I nove uomini salirono sulla scialuppa caricando il corpo ancora esanime di Santiago. Prima di calare la scialuppa Gonzalo consegnò loro alcune armi:
"Dio vi accompagni, amici." disse.
"Un attimo. E Jaime?" chiese Esteban.
"Prima che scoprano la vostra fuga sarà in mare con un coltello nel cuore, ve lo promettiamo." disse Eusebio duro.
"Bene. Grazie amici. E che Dio vi ricompensi."
La scialuppa calò silenziosamente in acqua. Gli uomini a bordo sganciarono le gomene ed allontanarono il natante dalla nave puntando contro le fiancate i remi. Poi iniziarono a remare con cautela, cercando di non far rumore. La nave si allontanava sempre più, le sue vele ammainate, nere e immote contro il chiarore della luna. Quando furono a distanza di sicurezza quattro degli uomini iniziarono a vogare di buona lena, aumentando rapidamente la distanza fra loro e la nave.
Sul Morisco, frattanto, i loro amici stavano preparando la messa in scena della loro fuga in modo che nessuno potesse risalire a chi li aveva aiutati. Poi Ramiro andò a cercare Jaime che stava in cuccetta.
"Ola, uomo. Come mai non stai con gli altri a divertirti?" gli chiese il giovane marinaio.
"Non mi va. Che vuoi?" chiese accigliato Jaime.
"Non ti va di divertirti?" chiese Ramiro e con una mano scese ardito a palpare fra le gambe del capociurma.

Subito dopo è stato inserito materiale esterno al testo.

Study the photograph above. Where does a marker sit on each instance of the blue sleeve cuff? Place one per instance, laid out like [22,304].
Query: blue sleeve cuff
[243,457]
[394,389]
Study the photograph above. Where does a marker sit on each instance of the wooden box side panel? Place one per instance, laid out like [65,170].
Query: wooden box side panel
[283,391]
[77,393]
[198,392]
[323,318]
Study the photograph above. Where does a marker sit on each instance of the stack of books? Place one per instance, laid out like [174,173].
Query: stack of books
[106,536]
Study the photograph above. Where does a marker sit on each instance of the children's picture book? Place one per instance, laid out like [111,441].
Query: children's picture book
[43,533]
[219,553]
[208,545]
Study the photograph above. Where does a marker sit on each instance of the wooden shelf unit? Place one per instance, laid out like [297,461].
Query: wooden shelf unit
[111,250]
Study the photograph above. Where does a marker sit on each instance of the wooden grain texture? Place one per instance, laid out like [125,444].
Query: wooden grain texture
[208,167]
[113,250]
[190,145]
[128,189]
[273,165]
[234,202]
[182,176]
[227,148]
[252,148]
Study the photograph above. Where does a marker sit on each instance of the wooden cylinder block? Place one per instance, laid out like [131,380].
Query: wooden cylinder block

Questi lo guardò sorpreso, poi fece un sorriso lascivo mentre il suo manganello iniziava ad indurirsi. Prese per un braccio Ramiro, lo tirò a sé e gli sussurrò eccitato:
"Vieni qui in cuccetta, marinaio!"
"No... non voglio che il mio uomo lo venga a sapere, e qui ci possono vedere... Vieni a poppa, non c'è nessuno a quest'ora." mormorò Ramiro continuando a palpare attraverso la tela della braca la fremente erezione del lupo di mare, poi aggiunse con un sorriso libidinoso, abbassando la voce: "Mi piacerebbe anche succhiartelo, questo cavicchio di carne..."
Jaime era eccitato. Tirò giù le gambe dalla cuccetta, tirò il giovane fra le cosce divaricate e lo strinse a sé. Gli palpò le natiche e chiese con voce bassa, gli occhi luccicanti di libidine:
"Me lo succhierai e poi lo prenderai in culo?"
"Giurami che non lo dirai a nessuno..."
"Lo giuro, sull'anima mia!" disse pronto l'uomo.
"M'han detto che il tuo è il più grosso a bordo..." mormorò Ramiro continuando a palpare la soda colonna di carne.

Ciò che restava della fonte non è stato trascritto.